AIA Lecturer: Michael Blake

Affiliation: University of British Columbia

"I joined U.B.C. in 1986, a year after completing my doctorate in Anthropology, with a specialization in Archaeology, at the University of Michigan. Since then I have been studying the emergence of complex society among the ancient Mokaya people who occupied the Pacific Coast of Chiapas Mexico beginning about 3500 years ago. These people comprised some of Mexico’s earliest village societies, and developed some of the practices that later became common throughout Prehispanic Mesoamerica (for example, the ballgame played in a permanent ballcourt facility). This ongoing research documents the changes that took place as people became increasingly dependent on agriculture (including maize), lived in permanent settled communities, and developed complex social and political hierarchies. My research in Chiapas has been funded by the Social Sciences and Humanities Research Council of Canada, and has been carried out in partnership with Professor John Clark, Director of Brigham Young University’s New World Archaeological Foundation.

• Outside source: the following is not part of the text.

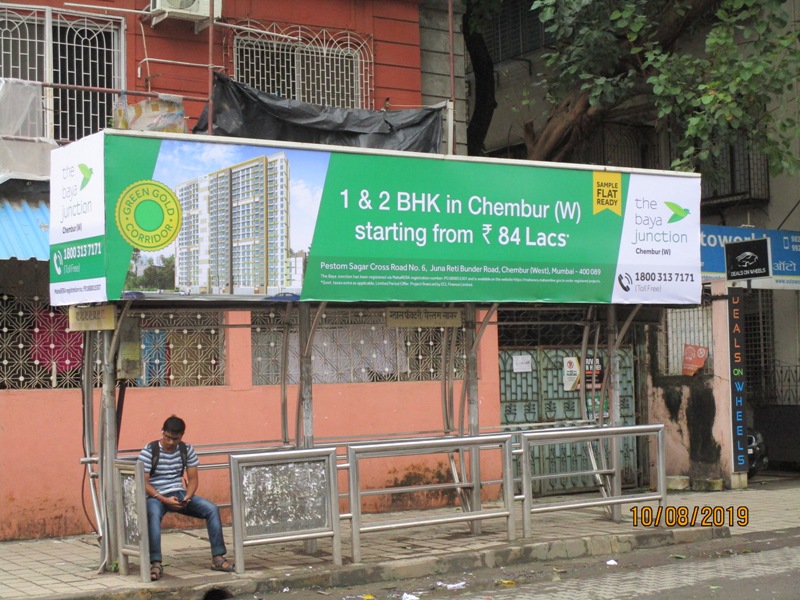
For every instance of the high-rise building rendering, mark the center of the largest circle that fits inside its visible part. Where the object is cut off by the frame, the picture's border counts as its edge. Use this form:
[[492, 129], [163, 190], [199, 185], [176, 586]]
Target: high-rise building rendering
[[235, 232]]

Since 1992, I have also been carrying out archaeological research in the Fraser River Valley of Southwestern British Columbia. One long-term project concentrated on the ancient village site of Scowlitz (Qithyil), located 100 km east of Vancouver within the traditional territories of the Sto:lo Coast Salish peoples. This project has contributed to our understanding of how both households and cemeteries formed an integral part of Coast Salish social, political and economic organization during the past three millennia. More recently, I have been working with a team of researchers to survey, map, and excavate at a series of archaeological sites within the Sto:lo Traditional Territory, British Columbia. This project, in partnership with Sto:lo First Nations, has as it main goal the exploration of Coast Salish identities as expressed in house structures and village settlement layouts extending from about 3000 years ago to the beginning of European colonization of the region in the mid-1800s."